力なく跪く彼の魂に少女がそっと語りかけ、赤子を抱かせる。
赤子を受け取り、歓喜に咽び泣く彼を抱きしめる少女。
彼の内から悪しきサクリアが消えて去ってゆく。

「道を見失った魂に永遠の安らぎを……」

二人の魂の浄化を見送る。
宇宙が死を望んだ炎の守護聖は、今度こそ魂の安らぎを見出したのだな。
…すべてが終った…

気付けば立ち上がったオスカーが、優しい瞳で私を見つめていた。

「オスカー!」

その胸に飛び込むと逞しい腕に強く抱き寄せられる。

「さすがは、俺のクラヴィス様です。惚れ直しました」
「おまえが彼の支配を弱めたくれたおかげだ。私一人の力ではない」

おまえを失わずにすんだ事を…すべてのものに感謝しよう。
オスカーと惑星を救い出せた安堵に、疲れが一気に噴出し身体から力が抜ける。

「クラヴィス様?如何なさいました?クラヴィス様!」

オスカーの声が遠のいてゆく。


目覚めると、聖地の次元回廊にいた。オスカーは、私を抱いたまま、出迎えに来たのであろうジュリアスと言葉を交わしている。

「クラヴィス、目覚めたか…ご苦労であったな」

私の視線に気付いたジュリアスが、労いの言葉と共に手を差し出す。

「…おまえとの約束を守ったぞ」

ゆっくりとその手を握り返すと、ジュリアスは、珍しく穏やかな笑みをたたえ頷いた。

「普段せぬ労働をしたのだ。さぞ疲れておろう?後は、ゆっくりとやすめ。3日程休暇を取るがいい。もちろんオスカーもな」
「お心遣い感謝致します。
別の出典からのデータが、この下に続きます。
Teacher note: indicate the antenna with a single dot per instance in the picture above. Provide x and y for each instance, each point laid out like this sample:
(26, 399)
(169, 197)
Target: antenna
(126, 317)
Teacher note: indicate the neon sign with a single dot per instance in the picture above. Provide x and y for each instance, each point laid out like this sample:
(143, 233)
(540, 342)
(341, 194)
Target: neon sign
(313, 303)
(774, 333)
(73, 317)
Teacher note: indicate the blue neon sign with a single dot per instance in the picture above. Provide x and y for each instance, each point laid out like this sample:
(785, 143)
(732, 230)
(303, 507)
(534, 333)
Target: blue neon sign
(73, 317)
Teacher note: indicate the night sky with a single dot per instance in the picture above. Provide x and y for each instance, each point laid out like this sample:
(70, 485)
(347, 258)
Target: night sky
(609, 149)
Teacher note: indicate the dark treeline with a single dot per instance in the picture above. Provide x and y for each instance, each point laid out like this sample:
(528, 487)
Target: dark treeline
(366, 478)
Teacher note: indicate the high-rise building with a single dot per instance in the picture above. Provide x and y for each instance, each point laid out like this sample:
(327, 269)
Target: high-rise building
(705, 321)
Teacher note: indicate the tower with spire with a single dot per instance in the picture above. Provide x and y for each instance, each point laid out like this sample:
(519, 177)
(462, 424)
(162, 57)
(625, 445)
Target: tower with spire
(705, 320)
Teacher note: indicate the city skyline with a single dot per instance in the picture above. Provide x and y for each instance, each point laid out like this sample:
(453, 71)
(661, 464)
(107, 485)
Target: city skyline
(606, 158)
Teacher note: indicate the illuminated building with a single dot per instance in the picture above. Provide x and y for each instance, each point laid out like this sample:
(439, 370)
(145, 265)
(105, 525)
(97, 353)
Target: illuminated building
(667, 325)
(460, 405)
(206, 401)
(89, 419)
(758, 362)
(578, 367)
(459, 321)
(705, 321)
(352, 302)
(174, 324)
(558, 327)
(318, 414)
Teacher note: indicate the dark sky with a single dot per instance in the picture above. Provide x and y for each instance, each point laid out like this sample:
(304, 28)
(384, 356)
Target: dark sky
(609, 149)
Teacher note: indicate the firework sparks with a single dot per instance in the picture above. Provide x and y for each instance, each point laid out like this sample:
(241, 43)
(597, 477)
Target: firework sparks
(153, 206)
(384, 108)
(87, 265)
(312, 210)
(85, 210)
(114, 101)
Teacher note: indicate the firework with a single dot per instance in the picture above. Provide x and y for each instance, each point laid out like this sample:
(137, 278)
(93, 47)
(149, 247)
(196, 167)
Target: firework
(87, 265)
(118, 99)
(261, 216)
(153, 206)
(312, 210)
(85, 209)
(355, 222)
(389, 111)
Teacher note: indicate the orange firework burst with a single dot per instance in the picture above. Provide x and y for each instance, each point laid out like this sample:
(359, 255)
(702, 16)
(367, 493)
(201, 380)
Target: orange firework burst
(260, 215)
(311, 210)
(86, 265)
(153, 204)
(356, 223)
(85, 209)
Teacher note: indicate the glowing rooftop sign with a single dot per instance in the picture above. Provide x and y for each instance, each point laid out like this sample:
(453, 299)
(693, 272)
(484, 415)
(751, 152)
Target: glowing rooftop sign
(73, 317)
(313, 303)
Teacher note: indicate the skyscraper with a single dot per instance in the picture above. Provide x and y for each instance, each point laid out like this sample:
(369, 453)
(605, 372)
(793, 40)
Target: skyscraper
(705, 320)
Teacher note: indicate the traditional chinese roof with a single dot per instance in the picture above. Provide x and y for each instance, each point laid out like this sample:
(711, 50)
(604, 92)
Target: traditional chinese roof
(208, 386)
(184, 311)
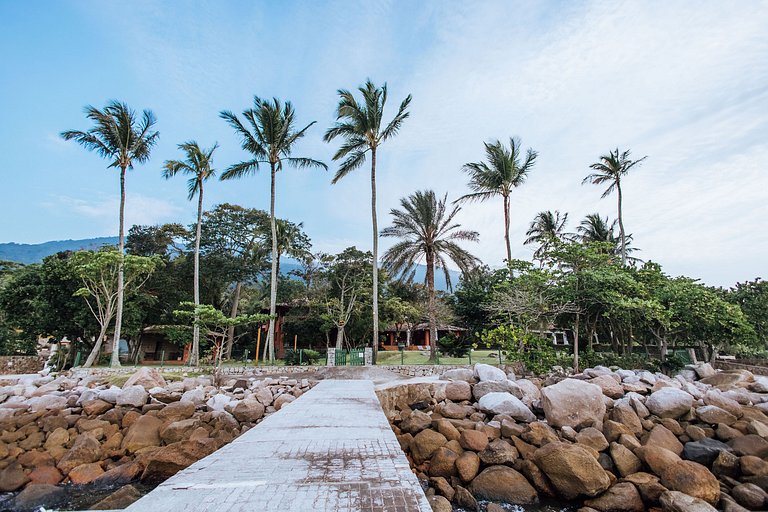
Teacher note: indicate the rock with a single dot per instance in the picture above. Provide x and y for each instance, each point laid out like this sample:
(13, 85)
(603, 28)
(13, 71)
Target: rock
(148, 378)
(120, 499)
(133, 396)
(426, 443)
(573, 403)
(486, 372)
(248, 410)
(674, 501)
(458, 391)
(669, 403)
(500, 483)
(704, 451)
(506, 403)
(467, 466)
(572, 469)
(85, 473)
(474, 440)
(621, 497)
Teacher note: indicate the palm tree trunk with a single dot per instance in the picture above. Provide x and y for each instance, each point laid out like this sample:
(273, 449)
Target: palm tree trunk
(273, 277)
(195, 354)
(120, 277)
(431, 306)
(506, 228)
(621, 228)
(375, 258)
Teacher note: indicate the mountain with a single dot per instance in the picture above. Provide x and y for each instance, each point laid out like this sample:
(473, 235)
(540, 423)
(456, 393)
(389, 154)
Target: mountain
(34, 253)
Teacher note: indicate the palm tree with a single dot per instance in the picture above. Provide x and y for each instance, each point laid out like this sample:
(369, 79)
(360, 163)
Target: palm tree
(546, 228)
(506, 170)
(427, 230)
(197, 164)
(360, 125)
(120, 137)
(610, 169)
(268, 134)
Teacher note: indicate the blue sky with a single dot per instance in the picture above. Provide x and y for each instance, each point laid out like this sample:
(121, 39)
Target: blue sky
(685, 84)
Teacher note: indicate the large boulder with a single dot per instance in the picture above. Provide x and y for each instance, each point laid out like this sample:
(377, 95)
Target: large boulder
(500, 483)
(147, 377)
(573, 403)
(572, 469)
(669, 403)
(506, 403)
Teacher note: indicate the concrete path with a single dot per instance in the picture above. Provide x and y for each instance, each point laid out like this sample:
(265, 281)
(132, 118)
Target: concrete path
(330, 450)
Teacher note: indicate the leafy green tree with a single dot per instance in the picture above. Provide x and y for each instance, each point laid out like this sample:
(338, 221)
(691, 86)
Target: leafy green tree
(269, 136)
(101, 286)
(121, 138)
(506, 170)
(610, 169)
(198, 164)
(361, 126)
(426, 229)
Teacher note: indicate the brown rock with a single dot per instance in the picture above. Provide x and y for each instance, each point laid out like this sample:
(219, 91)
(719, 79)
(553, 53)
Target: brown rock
(500, 483)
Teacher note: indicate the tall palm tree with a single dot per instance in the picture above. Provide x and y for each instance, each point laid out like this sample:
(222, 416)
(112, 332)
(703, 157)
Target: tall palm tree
(197, 164)
(119, 136)
(269, 135)
(360, 125)
(506, 170)
(427, 230)
(546, 228)
(610, 169)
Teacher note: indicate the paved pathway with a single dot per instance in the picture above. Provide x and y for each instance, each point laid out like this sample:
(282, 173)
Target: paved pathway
(330, 450)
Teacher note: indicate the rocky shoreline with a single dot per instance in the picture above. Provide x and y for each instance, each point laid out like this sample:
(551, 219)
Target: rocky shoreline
(56, 433)
(610, 440)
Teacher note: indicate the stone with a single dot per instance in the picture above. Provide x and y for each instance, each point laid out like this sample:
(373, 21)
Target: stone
(572, 469)
(458, 391)
(426, 443)
(486, 372)
(500, 483)
(573, 403)
(148, 378)
(675, 501)
(506, 403)
(248, 410)
(474, 440)
(621, 497)
(669, 403)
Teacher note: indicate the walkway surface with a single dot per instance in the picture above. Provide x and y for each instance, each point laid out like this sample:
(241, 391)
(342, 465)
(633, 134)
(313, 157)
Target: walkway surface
(330, 450)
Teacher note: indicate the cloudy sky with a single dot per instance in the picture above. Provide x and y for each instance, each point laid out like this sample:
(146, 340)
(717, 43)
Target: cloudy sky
(684, 83)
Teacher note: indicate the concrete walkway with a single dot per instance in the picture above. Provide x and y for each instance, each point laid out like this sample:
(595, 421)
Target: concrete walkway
(330, 450)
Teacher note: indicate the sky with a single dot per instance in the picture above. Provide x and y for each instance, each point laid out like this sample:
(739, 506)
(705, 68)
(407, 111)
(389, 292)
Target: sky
(684, 83)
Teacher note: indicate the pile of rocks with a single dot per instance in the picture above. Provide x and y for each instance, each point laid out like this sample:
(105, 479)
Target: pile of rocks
(66, 430)
(613, 440)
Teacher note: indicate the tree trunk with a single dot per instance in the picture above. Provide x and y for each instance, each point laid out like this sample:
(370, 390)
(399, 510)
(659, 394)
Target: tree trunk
(375, 258)
(431, 306)
(120, 277)
(194, 356)
(273, 277)
(621, 228)
(233, 314)
(506, 228)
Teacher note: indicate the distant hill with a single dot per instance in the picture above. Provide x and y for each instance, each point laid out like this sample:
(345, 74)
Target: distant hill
(34, 253)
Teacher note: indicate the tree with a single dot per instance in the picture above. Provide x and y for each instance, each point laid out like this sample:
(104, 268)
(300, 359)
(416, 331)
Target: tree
(506, 170)
(118, 136)
(546, 228)
(610, 169)
(269, 137)
(360, 125)
(99, 272)
(426, 229)
(197, 164)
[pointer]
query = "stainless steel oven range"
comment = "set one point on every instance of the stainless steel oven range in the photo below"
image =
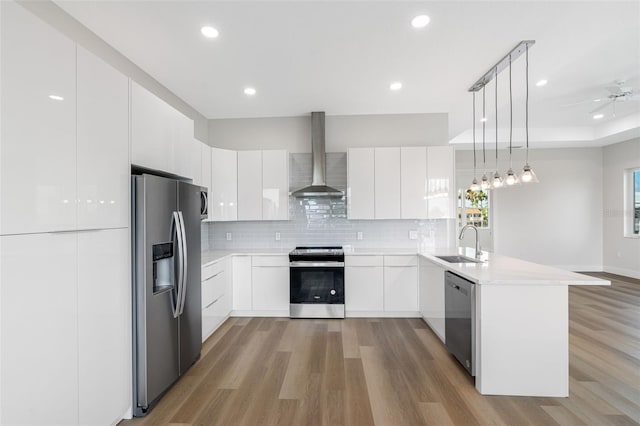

これから、再会をじっくりと味あわせて頂きますよ」

私が答えるよりも先にオスカーが弾んだ声で応じる。
おまえの返事では、私の身体が休む事ができるのか不安なのだが…
まあ…身体が休めずとも心が安らぐことは確かか…


先に入浴を済ませると寝椅子に座り、オスカーを待つ。
窓からの心地よい風に吹かれ、このまま眠ってしまいそうだ。
不意に間近に吐息を感じ、いつの間にか閉じていた目を開くとオスカーが苦笑しながら、顔を覗き込んでいる。

「クラヴィス様、眠らないで下さい」
「さて…自信がないが…」
「俺に明日まで待てと?申し訳ありませんが…忍耐が……」

オスカーにふわりと抱き上げられた。

「堪え性のない…」
「あなたの前ではね」

オスカーの首に腕を絡ませ頭を引き寄せると、口づけを贈る。

「私を眠らせるなよ?」
「お任せを」

寝室に向う途中、机にあったタロットカードの一枚が風に舞い床に落ちた。
一瞬見えたカードは……

「クラヴィス様?如何なさいました?」

私の視線をオスカーが訝しげに追う。何でもないと笑みを浮かべ、もう一度口づけた。